Now Ward is out with the first edition of River Cruising in Europe (Berlitz), and if you’re planning a river voyage in Europe anytime soon, it should be high on your reading list.
European river cruising, as I’ve noted a number of times in this blog, is the hottest segment of the cruising market right now. It’s especially popular among baby boomers – travelers in their 50s and 60s.
Viking River Cruises, the giant in the industry, has recently rolled out a dozen new ships to meet the growing demand, and now has a total of 38 in European waters.

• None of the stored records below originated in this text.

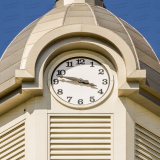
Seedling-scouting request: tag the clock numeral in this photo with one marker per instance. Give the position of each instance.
(69, 99)
(105, 81)
(55, 81)
(80, 101)
(101, 71)
(61, 72)
(69, 64)
(80, 61)
(92, 99)
(91, 64)
(100, 91)
(60, 91)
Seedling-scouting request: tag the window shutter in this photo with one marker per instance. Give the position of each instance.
(80, 137)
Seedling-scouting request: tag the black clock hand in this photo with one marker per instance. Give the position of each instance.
(77, 79)
(70, 78)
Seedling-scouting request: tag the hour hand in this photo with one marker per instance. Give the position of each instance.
(70, 78)
(74, 79)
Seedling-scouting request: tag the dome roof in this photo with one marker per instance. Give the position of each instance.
(78, 13)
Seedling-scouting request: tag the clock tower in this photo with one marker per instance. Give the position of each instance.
(79, 83)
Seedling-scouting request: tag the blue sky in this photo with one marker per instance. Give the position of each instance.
(144, 15)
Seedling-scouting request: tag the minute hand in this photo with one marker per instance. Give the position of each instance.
(77, 80)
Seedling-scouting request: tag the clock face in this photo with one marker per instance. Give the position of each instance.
(80, 81)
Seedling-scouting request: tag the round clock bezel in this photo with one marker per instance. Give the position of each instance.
(75, 54)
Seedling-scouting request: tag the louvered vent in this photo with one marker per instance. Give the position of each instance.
(12, 143)
(147, 144)
(86, 137)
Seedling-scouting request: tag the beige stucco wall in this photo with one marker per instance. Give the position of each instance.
(36, 111)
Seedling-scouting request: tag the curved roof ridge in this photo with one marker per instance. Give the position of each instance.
(93, 14)
(21, 32)
(136, 55)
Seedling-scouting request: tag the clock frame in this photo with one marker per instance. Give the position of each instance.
(88, 55)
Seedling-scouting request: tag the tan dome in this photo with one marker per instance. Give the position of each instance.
(79, 13)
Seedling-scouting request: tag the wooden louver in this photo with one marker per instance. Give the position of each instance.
(80, 137)
(147, 144)
(12, 143)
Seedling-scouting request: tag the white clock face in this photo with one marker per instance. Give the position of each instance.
(80, 81)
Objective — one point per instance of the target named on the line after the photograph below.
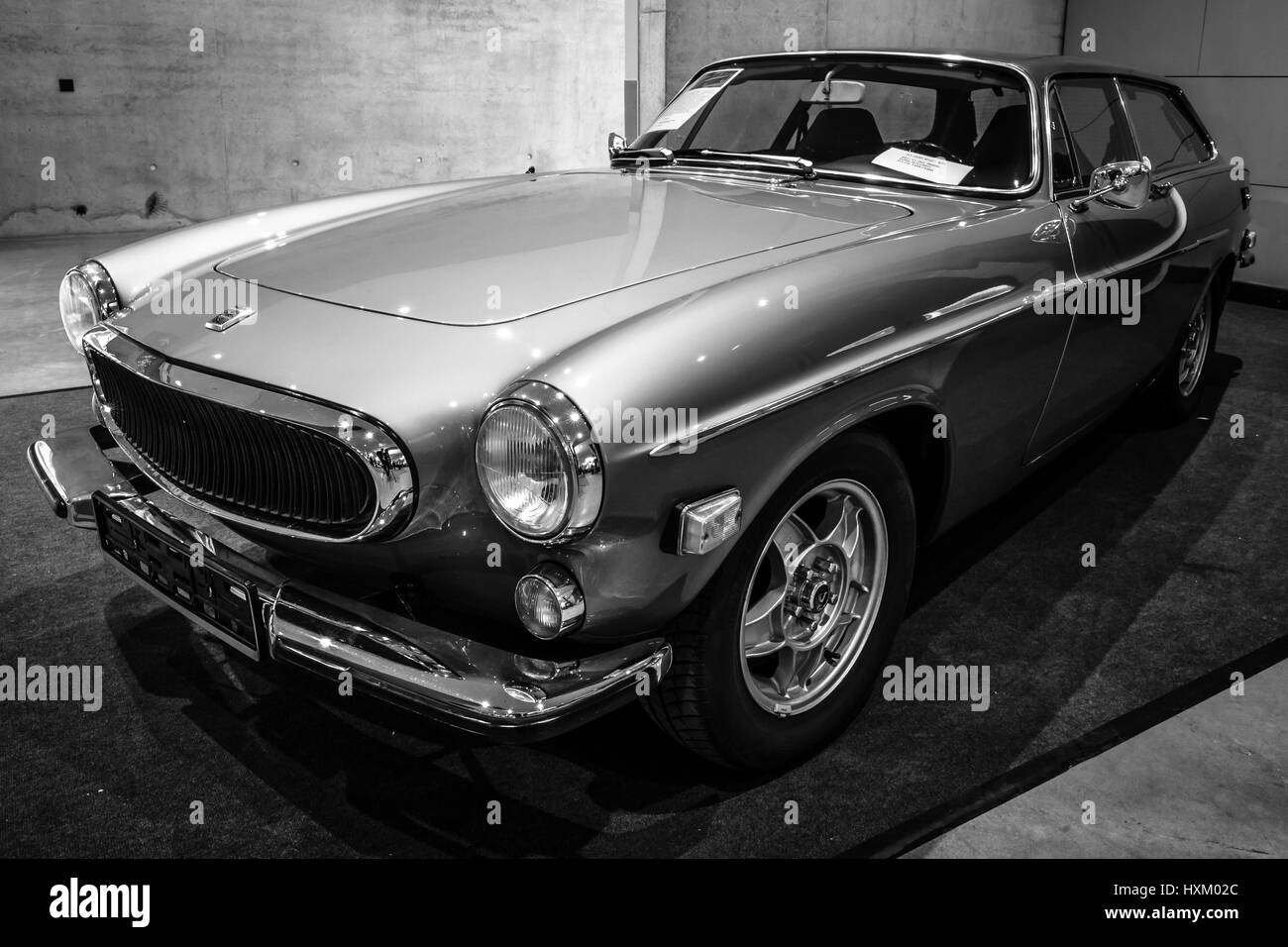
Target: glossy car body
(408, 312)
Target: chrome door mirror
(1120, 184)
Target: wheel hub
(815, 586)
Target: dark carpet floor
(1189, 526)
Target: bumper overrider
(458, 681)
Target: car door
(1120, 289)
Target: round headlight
(537, 464)
(77, 305)
(85, 298)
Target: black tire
(1172, 398)
(704, 702)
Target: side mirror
(1120, 184)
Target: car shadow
(1004, 589)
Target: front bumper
(443, 676)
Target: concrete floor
(37, 356)
(1211, 781)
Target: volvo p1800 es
(516, 451)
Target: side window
(1096, 125)
(1166, 134)
(1064, 167)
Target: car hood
(505, 252)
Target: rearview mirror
(835, 91)
(1120, 184)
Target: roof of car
(1037, 65)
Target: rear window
(1166, 134)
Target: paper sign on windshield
(691, 101)
(934, 169)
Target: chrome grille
(257, 467)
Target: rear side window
(1096, 124)
(1166, 134)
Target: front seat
(840, 133)
(1001, 155)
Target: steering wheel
(931, 149)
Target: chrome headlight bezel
(91, 282)
(575, 438)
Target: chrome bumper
(443, 676)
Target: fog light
(706, 523)
(549, 602)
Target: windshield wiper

A new luxury line, Emerald Waterways, a sister company to the also luxurious Scenic Cruises, is the latest entrant into the European river cruising market, and a number of well-established European lines are now courting Americans as well as French, Germans and other Europeans.
Ward rates the 280-some European riverships (he rejects the term “riverboats”) now in service, focusing on five areas: hardware/facilities, accommodation, cuisine, service/hospitality, “plus any ‘other’ components,” as he puts it. Ships then receive from one to five stars, depending on how many points Ward awards them.
Each ship also gets a brief description of its overall qualities as well as some info on the number of cabins, where they sail, etc. The descriptions aren’t as detailed as those in his ocean cruising guides, but they’re still useful.
Some ships, such as several Viking ships, are too new to be rated in this edition, though key info is included.
All the Viking ships that Ward does rate receive four stars, as do a number of other ships, while most AMA Waterways ships receive four stars+, a slight cut above and tied with some others for the highest ratings. (Leafing through the reviews, I didn’t find any five-star or one-star ships.)
As Ward notes, though, “There really is no world’s best river cruise line or rivership…only the vessel and cruise that is right for you.” For instance, if you’re on a tight budget, a two-star ship might be just the thing.
There’s much more to the guide than ship reviews, however.
One large section provides a detailed look at the major European rivers and their main port stops (one omission: Russian rivers), while another section examines the various river cruise lines in detail.
He also answers FAQs in a “What the Brochures Don’t Say” section, offers tips on what to do if things don’t go according to expectations, and presents a good picture of what life onboard a rivership is like.
All told, it makes for a pretty comprehensive look at European river cruising, especially good if you don’t know which rivers or cruise lines are, as Ward puts it, “right for you.”